Abstraksi yang ingin menangkap pengertian dengan membuang unsur-unsur individual untuk mencapai kualitas adalah abstraksi fisis. Sedangkan abstraksi di mana subyek menangkap unsur kuantitatif dengan menyingkirkan unsur kualitatif disebut abstraksi matematis. Abstraksi di mana seseorang menangkap unsur-unsur yang hakiki dengan mengesampingkan unsur-unsur lain disebut abstraksi metafisis.
Teori Aristoteles yang cukup terkenal adalah tentang materi dan bentuk. Keduanya ini merupakan prinsip-prinsip metafisis, materi adalah prinsip yang tidak ditentukan, sedangkan bentuk adalah prinsip yang menentukan. Teori ini terkenal dengan sebutan ‘Hylemorfisme’.
Masa Helinistis dan Romawi.
Pada jaman Alexander Agung telah berkembang sebuah kebudayaan trans nasional yang disebut kebudayaan Hellinistis, karena kebudayaan Yunani tidak terbatas lagi pada kota-kota Yunani saja, tetapi mencakup juga seluruh wilayah yang ditaklukkan Alexander Agung. Dalam bidang filsafat, Athena tetap merupakan suatu pusat yang penting, tetapi berkembang pula pusat-pusat intelektual lain, terutama kota Alexandria. Jika akhirnya ekspansi Romawi meluas sampai ke wilayah Yunani, itu tidak berarti kesudahan kebudayaan dan filsafat Yunani, karena kekaisaran Romawi pun pintu dibuka lebar untuk menerima warisan kultural Yunani.
Dalam bidang filsafat tetap berkembang namun pada saat itu tidak ada filsuf yang sungguh-sungguh besar kecuali Plotinus.
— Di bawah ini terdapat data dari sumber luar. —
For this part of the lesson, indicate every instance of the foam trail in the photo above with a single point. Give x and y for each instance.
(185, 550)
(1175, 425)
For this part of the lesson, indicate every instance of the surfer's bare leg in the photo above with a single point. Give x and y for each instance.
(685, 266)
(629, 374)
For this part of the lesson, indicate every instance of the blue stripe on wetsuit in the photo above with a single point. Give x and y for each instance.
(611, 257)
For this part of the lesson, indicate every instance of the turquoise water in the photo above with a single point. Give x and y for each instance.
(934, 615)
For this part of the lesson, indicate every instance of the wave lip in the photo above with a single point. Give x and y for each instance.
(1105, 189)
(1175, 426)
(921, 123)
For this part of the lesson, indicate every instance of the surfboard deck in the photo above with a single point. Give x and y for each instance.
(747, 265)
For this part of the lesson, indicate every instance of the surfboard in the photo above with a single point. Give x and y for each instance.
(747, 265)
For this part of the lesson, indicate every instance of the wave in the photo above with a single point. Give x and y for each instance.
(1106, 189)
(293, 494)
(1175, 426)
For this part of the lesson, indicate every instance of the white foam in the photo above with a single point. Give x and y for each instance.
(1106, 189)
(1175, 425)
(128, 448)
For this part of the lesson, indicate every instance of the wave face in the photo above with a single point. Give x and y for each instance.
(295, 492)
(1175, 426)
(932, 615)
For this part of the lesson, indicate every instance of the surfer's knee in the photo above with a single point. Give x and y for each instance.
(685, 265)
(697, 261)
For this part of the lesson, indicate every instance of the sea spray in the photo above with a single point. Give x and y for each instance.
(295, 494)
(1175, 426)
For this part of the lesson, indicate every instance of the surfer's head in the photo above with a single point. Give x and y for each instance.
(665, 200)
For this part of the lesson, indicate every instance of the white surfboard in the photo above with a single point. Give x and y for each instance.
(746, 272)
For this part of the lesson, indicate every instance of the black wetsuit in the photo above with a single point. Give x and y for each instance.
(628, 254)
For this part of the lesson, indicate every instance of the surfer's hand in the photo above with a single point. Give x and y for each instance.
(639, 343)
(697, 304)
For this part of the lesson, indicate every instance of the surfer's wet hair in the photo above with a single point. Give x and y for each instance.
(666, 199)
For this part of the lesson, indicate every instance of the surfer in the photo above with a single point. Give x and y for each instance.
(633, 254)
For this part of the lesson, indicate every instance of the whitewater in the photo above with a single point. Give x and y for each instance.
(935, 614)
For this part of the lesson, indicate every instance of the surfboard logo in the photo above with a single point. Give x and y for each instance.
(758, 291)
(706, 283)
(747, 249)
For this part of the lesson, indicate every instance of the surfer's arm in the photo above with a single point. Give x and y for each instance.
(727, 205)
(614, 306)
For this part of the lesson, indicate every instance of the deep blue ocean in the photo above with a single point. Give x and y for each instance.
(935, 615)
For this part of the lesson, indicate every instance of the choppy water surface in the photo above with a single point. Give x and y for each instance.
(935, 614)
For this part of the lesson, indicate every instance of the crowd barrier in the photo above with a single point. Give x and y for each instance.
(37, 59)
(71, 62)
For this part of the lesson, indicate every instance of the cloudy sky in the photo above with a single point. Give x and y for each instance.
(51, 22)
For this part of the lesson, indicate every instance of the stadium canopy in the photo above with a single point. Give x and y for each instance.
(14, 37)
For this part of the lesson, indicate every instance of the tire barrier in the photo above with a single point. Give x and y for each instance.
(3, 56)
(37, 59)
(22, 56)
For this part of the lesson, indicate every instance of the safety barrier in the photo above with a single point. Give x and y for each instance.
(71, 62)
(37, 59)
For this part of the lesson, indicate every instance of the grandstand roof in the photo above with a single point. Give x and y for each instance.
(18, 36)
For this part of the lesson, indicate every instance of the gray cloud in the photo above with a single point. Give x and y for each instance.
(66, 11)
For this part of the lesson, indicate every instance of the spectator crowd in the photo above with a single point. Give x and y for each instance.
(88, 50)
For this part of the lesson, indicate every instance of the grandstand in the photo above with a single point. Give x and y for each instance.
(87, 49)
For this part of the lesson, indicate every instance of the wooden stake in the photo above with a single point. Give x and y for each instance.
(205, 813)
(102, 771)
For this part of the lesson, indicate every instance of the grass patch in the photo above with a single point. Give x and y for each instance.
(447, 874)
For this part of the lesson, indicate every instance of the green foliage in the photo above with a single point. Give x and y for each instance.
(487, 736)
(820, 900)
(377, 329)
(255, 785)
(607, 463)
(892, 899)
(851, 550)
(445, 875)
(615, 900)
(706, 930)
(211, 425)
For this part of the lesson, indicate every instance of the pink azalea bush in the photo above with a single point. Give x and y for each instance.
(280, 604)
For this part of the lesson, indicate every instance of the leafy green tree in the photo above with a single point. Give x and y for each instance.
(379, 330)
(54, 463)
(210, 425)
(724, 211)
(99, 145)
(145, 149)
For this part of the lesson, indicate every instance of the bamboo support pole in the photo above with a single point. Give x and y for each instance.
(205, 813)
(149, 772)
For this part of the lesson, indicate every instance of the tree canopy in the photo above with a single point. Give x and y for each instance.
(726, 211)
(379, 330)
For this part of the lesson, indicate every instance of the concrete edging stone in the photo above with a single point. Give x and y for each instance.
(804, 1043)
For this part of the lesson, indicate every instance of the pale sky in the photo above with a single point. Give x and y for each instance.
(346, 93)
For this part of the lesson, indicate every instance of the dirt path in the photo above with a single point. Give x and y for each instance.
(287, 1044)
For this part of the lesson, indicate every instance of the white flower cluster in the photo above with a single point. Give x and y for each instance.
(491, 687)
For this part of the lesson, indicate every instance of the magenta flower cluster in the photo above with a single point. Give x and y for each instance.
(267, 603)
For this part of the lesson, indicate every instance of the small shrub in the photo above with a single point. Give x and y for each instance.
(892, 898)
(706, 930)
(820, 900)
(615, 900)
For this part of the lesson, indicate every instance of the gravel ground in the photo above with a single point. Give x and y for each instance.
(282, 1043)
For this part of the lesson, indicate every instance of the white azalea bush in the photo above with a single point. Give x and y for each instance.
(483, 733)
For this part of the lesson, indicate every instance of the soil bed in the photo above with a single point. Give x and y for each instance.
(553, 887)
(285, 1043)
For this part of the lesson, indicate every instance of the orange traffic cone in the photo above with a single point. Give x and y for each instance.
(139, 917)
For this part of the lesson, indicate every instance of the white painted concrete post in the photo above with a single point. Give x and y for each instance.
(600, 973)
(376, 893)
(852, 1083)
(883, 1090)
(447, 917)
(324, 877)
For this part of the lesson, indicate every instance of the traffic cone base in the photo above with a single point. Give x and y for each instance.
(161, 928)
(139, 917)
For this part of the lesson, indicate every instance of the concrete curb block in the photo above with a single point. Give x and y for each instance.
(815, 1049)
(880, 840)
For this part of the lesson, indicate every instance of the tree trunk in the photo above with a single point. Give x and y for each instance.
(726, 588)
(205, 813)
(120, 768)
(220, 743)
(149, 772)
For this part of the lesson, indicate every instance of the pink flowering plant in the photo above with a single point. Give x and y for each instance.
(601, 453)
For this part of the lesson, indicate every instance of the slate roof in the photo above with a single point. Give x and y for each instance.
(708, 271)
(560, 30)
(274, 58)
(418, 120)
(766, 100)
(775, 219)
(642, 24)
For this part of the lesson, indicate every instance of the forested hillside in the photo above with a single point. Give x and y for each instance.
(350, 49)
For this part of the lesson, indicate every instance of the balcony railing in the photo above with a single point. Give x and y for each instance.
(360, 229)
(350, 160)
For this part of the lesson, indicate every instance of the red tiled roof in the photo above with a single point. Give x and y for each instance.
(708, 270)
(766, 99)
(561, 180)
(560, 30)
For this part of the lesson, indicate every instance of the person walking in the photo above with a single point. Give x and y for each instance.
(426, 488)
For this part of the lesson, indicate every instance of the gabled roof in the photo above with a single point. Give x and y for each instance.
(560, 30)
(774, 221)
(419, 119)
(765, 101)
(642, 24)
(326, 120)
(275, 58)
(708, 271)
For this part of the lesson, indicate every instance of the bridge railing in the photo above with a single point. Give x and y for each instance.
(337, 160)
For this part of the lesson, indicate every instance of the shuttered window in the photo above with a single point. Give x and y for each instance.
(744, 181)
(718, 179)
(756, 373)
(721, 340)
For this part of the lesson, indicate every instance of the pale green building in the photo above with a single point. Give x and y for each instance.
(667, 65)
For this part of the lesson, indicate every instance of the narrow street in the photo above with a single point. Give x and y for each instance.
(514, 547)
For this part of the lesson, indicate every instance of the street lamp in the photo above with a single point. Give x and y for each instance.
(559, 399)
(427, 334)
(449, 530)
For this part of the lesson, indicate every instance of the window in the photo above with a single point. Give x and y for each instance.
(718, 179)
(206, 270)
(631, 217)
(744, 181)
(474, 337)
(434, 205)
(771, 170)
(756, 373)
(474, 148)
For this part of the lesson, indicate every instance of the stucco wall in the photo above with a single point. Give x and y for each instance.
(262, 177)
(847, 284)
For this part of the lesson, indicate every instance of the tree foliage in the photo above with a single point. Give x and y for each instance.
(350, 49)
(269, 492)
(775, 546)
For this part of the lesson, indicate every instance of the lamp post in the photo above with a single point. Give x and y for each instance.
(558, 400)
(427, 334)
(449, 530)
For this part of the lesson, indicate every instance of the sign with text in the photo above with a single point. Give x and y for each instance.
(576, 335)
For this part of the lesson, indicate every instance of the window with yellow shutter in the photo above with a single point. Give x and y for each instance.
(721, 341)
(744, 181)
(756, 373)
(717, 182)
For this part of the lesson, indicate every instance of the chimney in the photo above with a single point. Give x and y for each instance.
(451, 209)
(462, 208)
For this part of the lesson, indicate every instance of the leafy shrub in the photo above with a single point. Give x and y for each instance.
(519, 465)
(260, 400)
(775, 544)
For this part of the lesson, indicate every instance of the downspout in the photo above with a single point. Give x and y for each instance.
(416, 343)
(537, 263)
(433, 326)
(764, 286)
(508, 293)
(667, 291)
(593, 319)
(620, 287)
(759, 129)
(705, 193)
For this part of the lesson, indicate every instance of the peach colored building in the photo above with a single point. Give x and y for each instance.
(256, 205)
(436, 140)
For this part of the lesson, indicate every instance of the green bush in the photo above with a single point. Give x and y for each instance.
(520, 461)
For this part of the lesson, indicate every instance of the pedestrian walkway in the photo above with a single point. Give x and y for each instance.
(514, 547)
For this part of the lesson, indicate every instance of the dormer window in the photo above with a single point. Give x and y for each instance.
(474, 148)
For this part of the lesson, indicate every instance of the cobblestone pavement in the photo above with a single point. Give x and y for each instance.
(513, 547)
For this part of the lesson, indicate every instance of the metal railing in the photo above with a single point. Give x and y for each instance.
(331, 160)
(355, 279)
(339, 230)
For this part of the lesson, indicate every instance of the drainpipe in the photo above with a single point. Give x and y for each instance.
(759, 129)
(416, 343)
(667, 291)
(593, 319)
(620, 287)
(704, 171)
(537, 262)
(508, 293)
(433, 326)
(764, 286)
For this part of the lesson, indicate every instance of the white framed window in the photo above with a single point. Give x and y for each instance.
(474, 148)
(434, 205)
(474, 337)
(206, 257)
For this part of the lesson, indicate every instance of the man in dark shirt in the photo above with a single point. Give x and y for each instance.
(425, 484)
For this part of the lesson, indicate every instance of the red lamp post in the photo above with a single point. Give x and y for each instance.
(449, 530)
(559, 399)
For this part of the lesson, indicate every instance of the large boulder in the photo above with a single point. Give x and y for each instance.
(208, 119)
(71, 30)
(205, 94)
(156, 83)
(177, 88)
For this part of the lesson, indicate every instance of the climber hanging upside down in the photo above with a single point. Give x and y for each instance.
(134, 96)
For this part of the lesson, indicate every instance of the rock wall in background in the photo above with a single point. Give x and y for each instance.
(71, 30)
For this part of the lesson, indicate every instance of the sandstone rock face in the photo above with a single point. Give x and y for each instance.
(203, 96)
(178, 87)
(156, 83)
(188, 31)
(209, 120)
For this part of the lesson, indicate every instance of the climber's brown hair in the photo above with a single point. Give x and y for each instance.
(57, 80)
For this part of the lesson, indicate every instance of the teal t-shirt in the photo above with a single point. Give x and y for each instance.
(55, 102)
Pada masa ini muncul beberapa aliran :
1. Stoisisme.
Menurut paham ini jagat raya ditentukan oleh kuasa-kuasa yang disebut ‘Logos’. Oleh karenanya segala kejadian berlangsung menurut ketetapan yang tak dapat dihindari.
2. Epikurisme.
Segala-galanya terdiri dari atom-atom yang senantiasa bergerak. Manusia akan bahagia jika mau mengakui susunan dunia ini dan tidak boleh takut pada dewa-dewa.
3. Skeptisisme.
Mereka berpikir bahwa bidang teoritis manusia tidak sanggup mencapai kebenaran. Sikap umum mereka adalah kesangsian.
4. Eklektisisme.
Suatu kecenderungan umum yang mengambil berbagai unsur, filsafat dari aliran-aliran lain tanpa berhasil mencapai suatu pemikiran yang sungguh-sungguh.
5. Neo Platonisme.
Yakni paham yang ingin menghidupkan kembali filsafat Plato. Tokohnya adalah Plotinus. Seluruh filsafatnya berkisar pada Allah sebagai ‘yang satu’. Segala sesuatu berasal dari ‘yang satu’ dan ingin kembali kepadanya.